Global Economics

Germany Takes Out Its Wallet


There are some obvious economic perks to having the World Cup soccer championship in Germany this month. Just ask Franz Julen, the chief executive officer of Intersport International, Europe's largest sporting goods retailer. The Zurich-based company, which does the bulk of its European business in Germany, sold more than $600 million in soccer-related products last year worldwide. "This year, we expect an increase of 30% because of the World Cup," Julen says. "Our goal is to generate more than $880 million in sales."

Call it the feel-good factor—and it's not just thanks to the World Cup. After a slow economic recovery led by booming export sales, a long-awaited upturn in German consumer spending appears finally to be kicking in. From the newly-reopened Kaufhof department store on Berlin's Alexanderplatz to the boutiques of Frankfurt's Goethe Strasse, shoppers are out in force.

"Private consumption is picking up," says Eckhard Wurzel, economist with the Organization for Economic Cooperation & Development. According to the Federal Statistics Office's latest report on the economy, it rose a solid 2.9% in the first quarter of 2006 compared to the same period a year ago. That's a key reason the OECD forecasts Germany's economy as a whole will grow 1.8% this year, vs. just 1.1% last year.

LIVING IT UP. No doubt the World Cup helps. Silvia Pepino, senior European economist at JP Morgan in London, predicts the month-long championship could add half a percentage point to the German gross domestic product this year, based on the experience of France, which hosted the Cup in 1998 (see BusinessWeek.com, 3/22/06, "For Germany, a Cup of Plenty?").

But consumers are spreading their money around on other things, as well. Germany's second largest tourism group, Thomas Cook, which is a joint venture of airline Deutsche Lufthansa and retailer KarstadtQuelle, says summer advance bookings in Germany are up 9.8% year-on-year. Retail sales jumped 3.1% in April vs. the previous month. And new car registrations, already up 3% year to date, surged 9% in May, says Deutsche Bank.

Behind the consumer resurgence is a solid corporate revival that is prompting executives, at last, to expand their businesses and start adding jobs. In its semi-annual survey of more than 21,000 German companies, the German Chambers of Industry and Commerce, or DIHT, concluded that German business confidence is at its highest since 1992, and that for the first time since 2001 companies are hiring again.

CLOSING THE GAP. Consider auto parts and electronics giant Robert Bosch. It announced this week that it will invest $700 million in a new plant to build chips for airbags, electronic transmissions, emissions control, and other functions. The plant will create some 800 jobs and be online in 2009, producing one million chips a day.
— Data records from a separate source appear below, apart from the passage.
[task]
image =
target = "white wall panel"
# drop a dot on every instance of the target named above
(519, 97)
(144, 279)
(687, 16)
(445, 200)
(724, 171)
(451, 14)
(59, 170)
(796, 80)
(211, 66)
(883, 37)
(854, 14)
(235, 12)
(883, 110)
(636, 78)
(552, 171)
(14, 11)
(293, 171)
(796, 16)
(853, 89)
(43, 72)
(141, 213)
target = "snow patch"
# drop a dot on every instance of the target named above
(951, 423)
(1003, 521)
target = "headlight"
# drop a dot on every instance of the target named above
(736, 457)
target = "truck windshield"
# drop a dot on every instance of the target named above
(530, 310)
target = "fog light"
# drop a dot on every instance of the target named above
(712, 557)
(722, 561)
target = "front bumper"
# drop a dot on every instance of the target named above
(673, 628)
All told, the Federal Statistics Office says corporate investment in plant and machinery rose 5.6% during the first quarter. "Companies are starting to invest and are hiring, and that has brought an end to the multiyear stagnation in private consumption," says Matthias Klein, economist at Credit Suisse in London. "German growth is finally closing the gap to the euro zone."
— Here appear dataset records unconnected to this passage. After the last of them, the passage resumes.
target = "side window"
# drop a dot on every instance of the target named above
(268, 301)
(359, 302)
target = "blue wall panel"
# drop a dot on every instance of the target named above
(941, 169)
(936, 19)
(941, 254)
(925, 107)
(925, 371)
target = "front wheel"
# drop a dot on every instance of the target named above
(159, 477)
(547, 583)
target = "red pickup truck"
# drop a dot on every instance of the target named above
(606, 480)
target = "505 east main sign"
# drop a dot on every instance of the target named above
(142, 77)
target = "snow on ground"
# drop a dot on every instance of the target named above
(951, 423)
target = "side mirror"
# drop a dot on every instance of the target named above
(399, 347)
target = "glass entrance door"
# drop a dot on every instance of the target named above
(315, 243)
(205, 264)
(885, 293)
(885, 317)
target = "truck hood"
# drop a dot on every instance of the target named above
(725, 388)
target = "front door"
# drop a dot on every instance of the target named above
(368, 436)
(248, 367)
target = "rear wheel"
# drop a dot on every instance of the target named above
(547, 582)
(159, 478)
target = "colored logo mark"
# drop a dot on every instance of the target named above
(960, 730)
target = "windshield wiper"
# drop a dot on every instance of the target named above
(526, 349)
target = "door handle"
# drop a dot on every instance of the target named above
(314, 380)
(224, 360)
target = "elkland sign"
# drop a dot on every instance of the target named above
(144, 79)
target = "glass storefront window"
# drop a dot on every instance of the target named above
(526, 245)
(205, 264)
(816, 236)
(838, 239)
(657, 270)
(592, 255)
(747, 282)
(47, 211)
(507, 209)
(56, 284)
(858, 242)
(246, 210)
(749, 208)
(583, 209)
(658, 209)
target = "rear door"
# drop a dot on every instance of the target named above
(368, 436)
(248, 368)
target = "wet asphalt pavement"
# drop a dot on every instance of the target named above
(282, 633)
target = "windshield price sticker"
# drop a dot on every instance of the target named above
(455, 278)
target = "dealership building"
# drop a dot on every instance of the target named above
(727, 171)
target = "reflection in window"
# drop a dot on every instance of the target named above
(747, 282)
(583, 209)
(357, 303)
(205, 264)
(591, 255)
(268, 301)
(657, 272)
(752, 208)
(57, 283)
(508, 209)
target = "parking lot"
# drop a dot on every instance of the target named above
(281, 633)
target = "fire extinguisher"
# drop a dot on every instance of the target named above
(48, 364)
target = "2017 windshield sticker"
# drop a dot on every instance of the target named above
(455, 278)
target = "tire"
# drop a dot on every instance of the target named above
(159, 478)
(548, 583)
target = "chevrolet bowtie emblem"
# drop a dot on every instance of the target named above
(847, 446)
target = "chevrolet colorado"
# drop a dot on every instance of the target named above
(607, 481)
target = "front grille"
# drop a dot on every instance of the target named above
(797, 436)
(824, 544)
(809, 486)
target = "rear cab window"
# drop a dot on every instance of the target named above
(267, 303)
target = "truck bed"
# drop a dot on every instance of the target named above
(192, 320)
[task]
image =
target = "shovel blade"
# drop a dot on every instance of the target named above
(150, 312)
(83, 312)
The trade engine also continues to roar. Exports surged ahead at 15.7% in the first quarter, though an increase in imports of 20.8% offset their impact on growth. Still, the economy overall grew 3.2% compared to the same period a year earlier. "The German recovery is stable enough that it will continue this year and through 2007," says the OECD's Wurzel.

HERE COME TAXES. There are still risks to the growth scenario, though. Oil prices remain high. Rising interest rates have sent jitters through stock markets in recent weeks. And the German government is planning to raise taxes to plug deficits in social security programs and reduce the federal deficit to get back in line with the Maastricht treaty requirements.

Starting in January, the government will increase value-added tax and the tax on insurance by three percentage points each. The well-heeled also will get hit with a new 3% wealth tax. Economists warn that the new taxes could put a damper on consumer spending next year, weakening the economy. The OECD currently forecasts 2007 growth at 1.6%.

Indeed, the prospect of new taxes combined with tighter monetary policy is starting to worry some experts. The ZEW index, a measure of confidence among economic analysts, dipped in June—a sign that their optimism could be waning.

SUMMER SMILES. But even raising taxes could be positive in the end if the government uses the funds to lower its budget deficit, says OECD's Wurzel. Germany would have to use the breathing room it gains to go further with its economic reforms, he says, reducing the bureaucracy that piles unnecessary costs on small companies. It would have to liberalize energy markets to achieve lower prices, and deregulate labor markets to make it easier for companies to hire new staff.

That's the long-term plan. Now, as summer breaks out and daily soccer matches keep locals and tourists buzzing with beer, bratwurst, and boosterism, Germany can take comfort in the fact that for the first time in years, its economy is finally firing on all cylinders.